English says MRP stock debuted in expected range
The next power company to be put on the block will be named in next week's Budget.
The next power company to be put on the block will be named in next week's Budget.
Finance Minister Bill English says Mighty River Power's shares rose as expected on their NZX debut while confirming that the next power company to be put on the block will be named in the budget next week.
"It's trading to the range that we would have expected," Mr English said at the NZX headquarters in Wellington, where he watched the shares trade for the first time.
He will make an announcement on the next float in the Budget on May 16.
Mighty River shares debuted at $2.73, up 9.2 percent from their initial public offering price of $2.50. It traded recently at $2.70, giving the electricity generator and retailer a market value of about $3.8 billion. That means about $300 million has been added from the IPO.
Some 24 million shares have changed hands so far today.
The debut catapults the company into fifth place among the top 10 domestic stocks on the market by value. The government raised $1.7 billion selling 686 million shares, or 49 percent of the company, at $2.50 to local and overseas investors.
The 9.2 percent initial gain compares with a 22 percent jump on debut for the Fonterra Shareholders' Fund on November 30. The Fonterra units ended their first day up 26 percent.

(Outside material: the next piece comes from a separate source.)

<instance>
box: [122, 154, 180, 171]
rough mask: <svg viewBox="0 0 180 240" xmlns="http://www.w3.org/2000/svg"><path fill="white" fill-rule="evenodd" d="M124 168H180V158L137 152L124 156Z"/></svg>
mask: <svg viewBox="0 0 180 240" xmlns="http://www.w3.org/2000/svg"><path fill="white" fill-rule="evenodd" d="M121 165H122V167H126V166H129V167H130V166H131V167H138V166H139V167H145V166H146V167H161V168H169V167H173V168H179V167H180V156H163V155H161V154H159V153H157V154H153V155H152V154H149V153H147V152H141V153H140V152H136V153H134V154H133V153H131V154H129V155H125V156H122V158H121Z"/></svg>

Mighty River Power is the first of four SOEs plus Air New Zealand that are slated for sell-down under a government policy to raise as much as $7 billion to repay debt and seed its Future Investment Fund, which is to help fund investment in school, hospitals and transport infrastructure such as KiwiRail.
Either Genesis Power or Meridian Energy is most likely to be next out of the blocks. Air New Zealand could follow, though coal miner Solid Energy is being restructured to return it to profitability before it will be considered.
The government is aiming to complete the second sale this year. "We're keen to get on with the next one," Mr English says.
New Zealand institutions were allocated 8.6 percent of the shares on offer and overseas funds got 13.5 percent, with both scaled back considerably.
A total of 113.857 individual New Zealand investors bought shares, accounting for 26.9 percent. The government retains 51 percent.
Based on forecast dividends, the offer price implies a gross dividend yield of 4.6 percent in the 2013 financial year, rising to 5.2 percent the following year.